Asentí. Tuve la sensación de que la única nube del cielo se había posado exactamente encima de mí.

—Lo sé. Pero supongo que tienes razón. —Di rienda suelta a mi amargura—. Quizá si no hubiera dedicado tanto tiempo a su Dios, le habría quedado más para vivir. —Respiré hondo y me esforcé por huir de la nube—. En fin, tampoco hay nada definitivo sobre la universidad. Aún depende de los resultados de los exámenes.

—Va, no seas así —me reprendió Artair—. Seguro que te ha ido bien. Mi padre dice que estará decepcionado si no sacas sobresaliente en todo.

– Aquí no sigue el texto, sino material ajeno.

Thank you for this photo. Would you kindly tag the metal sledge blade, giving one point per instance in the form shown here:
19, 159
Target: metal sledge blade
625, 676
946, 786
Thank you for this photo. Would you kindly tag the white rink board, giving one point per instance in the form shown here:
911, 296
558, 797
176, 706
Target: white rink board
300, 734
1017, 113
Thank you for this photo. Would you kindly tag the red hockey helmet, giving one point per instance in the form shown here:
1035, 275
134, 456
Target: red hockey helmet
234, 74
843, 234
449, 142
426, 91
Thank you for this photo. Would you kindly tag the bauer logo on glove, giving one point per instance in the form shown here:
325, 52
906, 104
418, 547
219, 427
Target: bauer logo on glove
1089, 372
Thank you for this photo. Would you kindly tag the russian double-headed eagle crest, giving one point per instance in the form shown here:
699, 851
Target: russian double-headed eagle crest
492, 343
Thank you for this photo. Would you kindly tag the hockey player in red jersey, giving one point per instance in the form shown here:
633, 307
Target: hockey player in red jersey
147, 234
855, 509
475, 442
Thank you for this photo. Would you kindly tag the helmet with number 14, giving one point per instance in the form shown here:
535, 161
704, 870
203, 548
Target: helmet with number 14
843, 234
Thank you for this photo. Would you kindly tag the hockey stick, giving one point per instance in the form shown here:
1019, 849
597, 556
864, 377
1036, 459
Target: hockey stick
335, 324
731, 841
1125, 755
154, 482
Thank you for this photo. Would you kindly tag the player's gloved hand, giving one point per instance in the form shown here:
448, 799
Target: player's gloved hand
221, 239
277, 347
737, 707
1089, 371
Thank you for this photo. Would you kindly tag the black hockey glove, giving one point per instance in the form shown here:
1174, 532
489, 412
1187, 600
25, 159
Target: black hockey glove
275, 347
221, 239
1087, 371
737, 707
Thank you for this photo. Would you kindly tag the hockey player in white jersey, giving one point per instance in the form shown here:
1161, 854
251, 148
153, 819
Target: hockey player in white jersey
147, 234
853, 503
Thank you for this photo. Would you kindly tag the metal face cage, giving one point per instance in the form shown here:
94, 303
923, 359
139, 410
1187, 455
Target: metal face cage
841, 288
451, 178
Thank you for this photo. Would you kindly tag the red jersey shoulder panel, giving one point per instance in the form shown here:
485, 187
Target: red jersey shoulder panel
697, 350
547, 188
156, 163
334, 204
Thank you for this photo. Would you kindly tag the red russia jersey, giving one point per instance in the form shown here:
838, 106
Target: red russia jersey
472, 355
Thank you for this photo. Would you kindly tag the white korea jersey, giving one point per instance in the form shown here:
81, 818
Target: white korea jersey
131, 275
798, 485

En ese momento oímos por primera vez las voces de las chicas. Al principio a lo lejos, charlas y risas; luego más cerca, a medida que se aproximaban hasta nosotros por la playa. No las veíamos desde nuestra posición; ni ellas a nosotros, por supuesto. Artair se llevó un dedo a los labios y me hizo señas para que lo siguiera. Nos arrastramos descalzos por las rocas hasta vislumbrarlas, a unos treinta metros de distancia, y nos agachamos para no ser descubiertos. Eran cuatro: chicas del pueblo de nuestra misma edad. Nos asomamos por el borde de las rocas para verlas mejor. Sacaban toallas de los canastos y las extendían en la arena blanda, a los pies del acantilado. Una extrajo una esterilla de mimbre y echó encima un montón de refrescos y bolsas de patatas que llevaba en el capazo. Y luego se despojaron de las camisetas y los tejanos, dejando al descubierto su piel blanca y sus biquinis.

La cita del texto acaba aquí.